Large Language Models show promise in emotion understanding, social reasoning, and empathy, yet they struggle with psychologically grounded tasks that require inferring implicit mental states in context-rich, ambiguous settings. These limitations arise from the absence of theory-aligned supervision and the difficulty of capturing nuanced mental processes in real-world narratives. To address this gap, we leverage expert-labeled, psychologically rich scenarios and propose a trajectory-aware reinforcement learning framework that explicitly imitates expert psychological thought patterns. By integrating real-world stimuli with structured reasoning guidance, our approach enables compact models to internalize social-cognitive principles, perform nuanced psychological inference, and support continual self-improvement. Comprehensive experiments across multiple benchmarks further demonstrate that our models achieve expert-level interpretive capabilities, exhibiting strong out-of-distribution generalization and robust continual learning across diverse, challenging, and psychologically grounded tasks.

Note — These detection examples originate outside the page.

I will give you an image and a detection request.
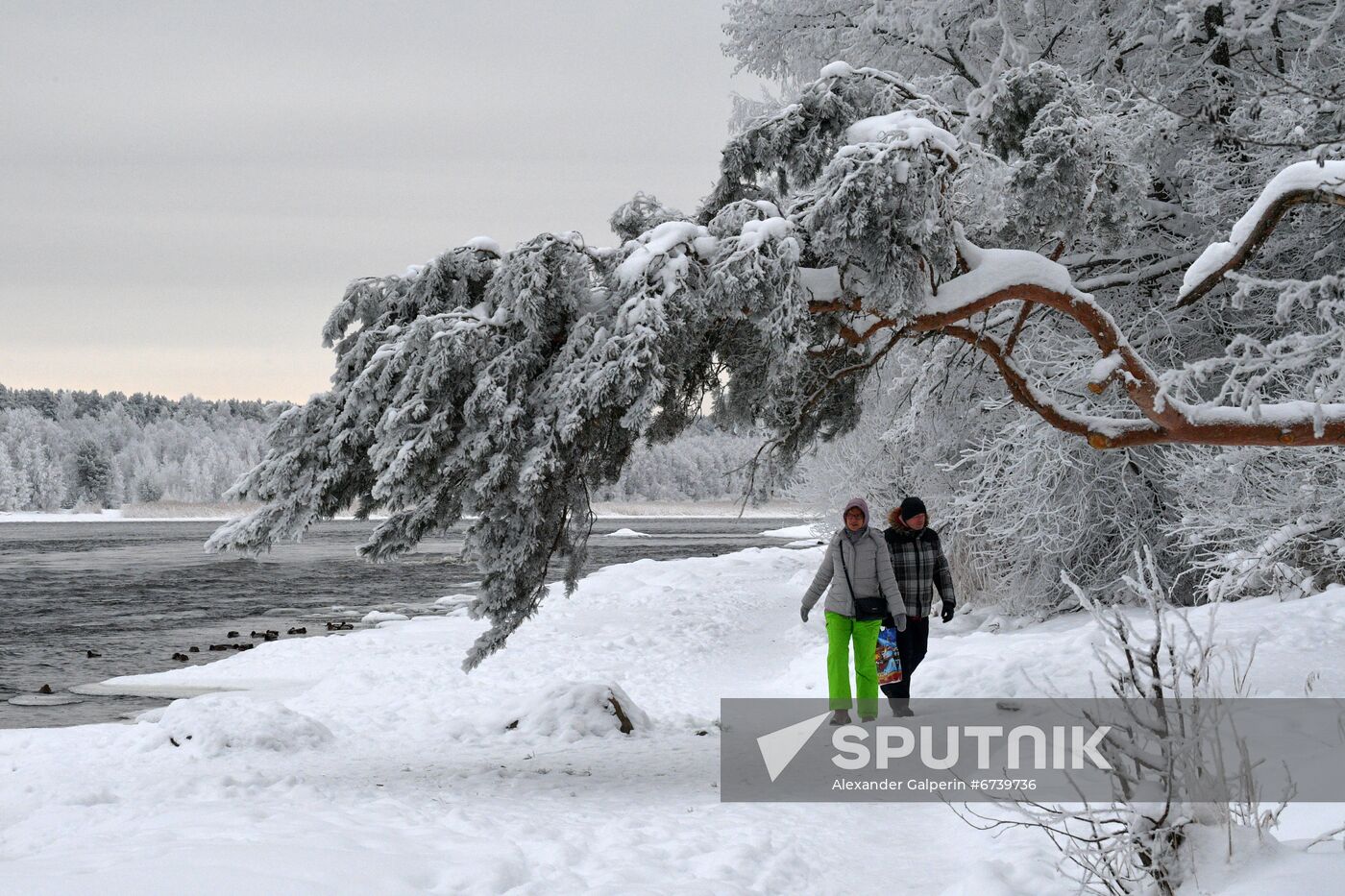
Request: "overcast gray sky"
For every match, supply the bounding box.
[0,0,756,400]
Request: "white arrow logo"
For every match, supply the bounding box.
[757,713,830,781]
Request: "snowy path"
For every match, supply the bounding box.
[0,549,1345,895]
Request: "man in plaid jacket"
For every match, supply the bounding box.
[882,497,958,715]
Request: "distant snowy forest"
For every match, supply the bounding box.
[0,385,288,511]
[0,385,759,513]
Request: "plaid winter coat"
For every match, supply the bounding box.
[882,526,958,617]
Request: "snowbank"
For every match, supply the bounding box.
[359,610,410,625]
[0,547,1345,896]
[761,523,817,538]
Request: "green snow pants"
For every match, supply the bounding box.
[826,610,882,718]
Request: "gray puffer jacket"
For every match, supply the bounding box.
[803,526,907,628]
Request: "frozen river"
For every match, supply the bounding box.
[0,517,799,728]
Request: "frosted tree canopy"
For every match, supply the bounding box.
[209,54,1345,667]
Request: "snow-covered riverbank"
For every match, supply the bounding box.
[0,547,1345,896]
[0,500,811,523]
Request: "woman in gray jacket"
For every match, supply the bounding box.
[800,497,907,725]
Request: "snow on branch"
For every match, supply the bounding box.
[1177,160,1345,308]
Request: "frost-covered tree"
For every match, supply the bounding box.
[0,446,23,510]
[209,3,1345,666]
[726,0,1345,612]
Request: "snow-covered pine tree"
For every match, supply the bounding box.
[209,28,1345,667]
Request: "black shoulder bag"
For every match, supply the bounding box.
[837,533,888,621]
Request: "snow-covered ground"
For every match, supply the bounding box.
[0,547,1345,896]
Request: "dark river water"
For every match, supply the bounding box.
[0,517,800,728]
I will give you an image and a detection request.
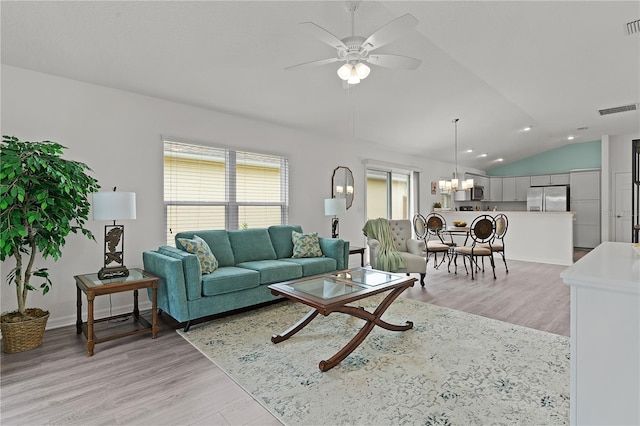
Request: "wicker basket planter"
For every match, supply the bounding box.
[0,312,49,353]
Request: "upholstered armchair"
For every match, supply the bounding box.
[367,219,427,287]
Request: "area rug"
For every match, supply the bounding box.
[178,298,569,425]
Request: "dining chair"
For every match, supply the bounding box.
[484,213,509,273]
[414,213,452,269]
[453,215,496,280]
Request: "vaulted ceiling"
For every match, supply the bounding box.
[0,1,640,170]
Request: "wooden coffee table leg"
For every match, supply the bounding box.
[318,283,413,371]
[271,309,319,343]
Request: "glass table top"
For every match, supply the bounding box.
[286,268,404,299]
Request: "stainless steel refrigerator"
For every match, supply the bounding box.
[527,186,569,212]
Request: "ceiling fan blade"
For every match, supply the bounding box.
[299,22,347,50]
[367,53,422,70]
[362,13,418,51]
[285,58,338,70]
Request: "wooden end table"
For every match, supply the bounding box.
[74,269,158,356]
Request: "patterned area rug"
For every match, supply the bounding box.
[178,298,569,425]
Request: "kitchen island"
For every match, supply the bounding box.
[439,210,574,266]
[560,242,640,425]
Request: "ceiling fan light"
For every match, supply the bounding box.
[347,67,360,84]
[355,62,371,80]
[338,64,353,80]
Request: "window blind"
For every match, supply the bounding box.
[164,141,289,245]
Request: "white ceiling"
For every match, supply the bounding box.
[0,1,640,170]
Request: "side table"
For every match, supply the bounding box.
[74,269,158,356]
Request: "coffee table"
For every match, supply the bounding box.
[269,268,416,371]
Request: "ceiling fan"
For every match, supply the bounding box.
[285,4,422,84]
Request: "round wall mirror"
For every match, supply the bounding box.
[331,166,353,209]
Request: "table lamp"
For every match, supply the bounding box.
[324,198,347,238]
[93,188,136,280]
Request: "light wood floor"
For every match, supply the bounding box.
[0,254,579,426]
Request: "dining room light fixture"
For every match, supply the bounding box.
[438,118,473,194]
[338,62,371,84]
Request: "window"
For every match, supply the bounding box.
[366,165,418,219]
[164,141,289,245]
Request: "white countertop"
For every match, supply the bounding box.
[560,242,640,294]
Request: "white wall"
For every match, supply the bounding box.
[601,133,640,241]
[0,65,460,328]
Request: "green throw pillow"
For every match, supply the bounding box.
[291,231,323,258]
[178,235,218,274]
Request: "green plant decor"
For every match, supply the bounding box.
[0,136,100,322]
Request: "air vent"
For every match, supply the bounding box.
[626,19,640,35]
[598,104,638,115]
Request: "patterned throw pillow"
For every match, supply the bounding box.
[178,235,218,274]
[291,231,323,258]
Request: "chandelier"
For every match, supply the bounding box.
[438,118,473,194]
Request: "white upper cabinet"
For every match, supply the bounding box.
[552,173,569,186]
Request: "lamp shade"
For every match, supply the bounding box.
[324,198,347,216]
[93,191,136,220]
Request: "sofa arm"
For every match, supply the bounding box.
[142,251,191,322]
[318,237,349,271]
[407,238,427,256]
[367,238,380,269]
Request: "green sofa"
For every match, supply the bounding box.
[142,225,349,331]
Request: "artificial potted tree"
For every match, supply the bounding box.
[0,136,100,353]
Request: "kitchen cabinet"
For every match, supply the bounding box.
[560,243,640,425]
[485,177,502,201]
[552,173,569,185]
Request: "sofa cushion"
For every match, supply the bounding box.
[281,257,337,277]
[179,235,218,274]
[268,225,302,259]
[202,266,260,296]
[158,246,202,300]
[236,260,302,285]
[229,228,277,265]
[291,231,322,259]
[175,230,235,266]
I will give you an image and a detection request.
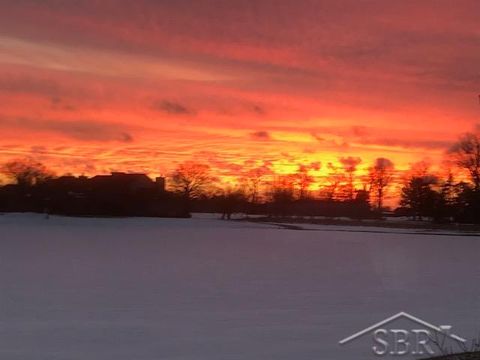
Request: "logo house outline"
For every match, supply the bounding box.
[338,311,467,345]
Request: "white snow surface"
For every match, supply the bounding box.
[0,214,480,360]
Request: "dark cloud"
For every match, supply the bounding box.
[153,100,195,115]
[338,156,362,172]
[359,138,452,150]
[251,104,267,116]
[1,118,133,143]
[250,130,272,140]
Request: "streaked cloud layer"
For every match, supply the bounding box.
[0,0,480,179]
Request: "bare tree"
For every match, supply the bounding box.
[294,165,314,199]
[320,162,345,200]
[449,133,480,191]
[339,156,362,200]
[368,158,394,210]
[240,166,271,204]
[0,158,53,186]
[171,161,214,200]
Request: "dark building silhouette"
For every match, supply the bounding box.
[0,172,188,217]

翻译：大语言模型在情感理解、社会推理和共情方面展现出潜力，但在需要从情境丰富、模糊的环境中推断隐含心理状态的心理基础任务上仍存在困难。这些局限性源于缺乏理论对齐的监督以及难以捕捉现实世界叙事中微妙心理过程。为弥补这一不足，我们利用专家标注的、心理丰富的场景，提出一种轨迹感知的强化学习框架，该框架明确模仿专家的心理思维模式。通过整合现实世界刺激与结构化推理指导，我们的方法使紧凑模型能够内化社会认知原则，执行精细的心理推断，并支持持续自我改进。在多个基准测试上的综合实验进一步表明，我们的模型实现了专家级的解释能力，在多样化、具有挑战性且基于心理学的任务上展现出强大的分布外泛化能力和稳健的持续学习性能。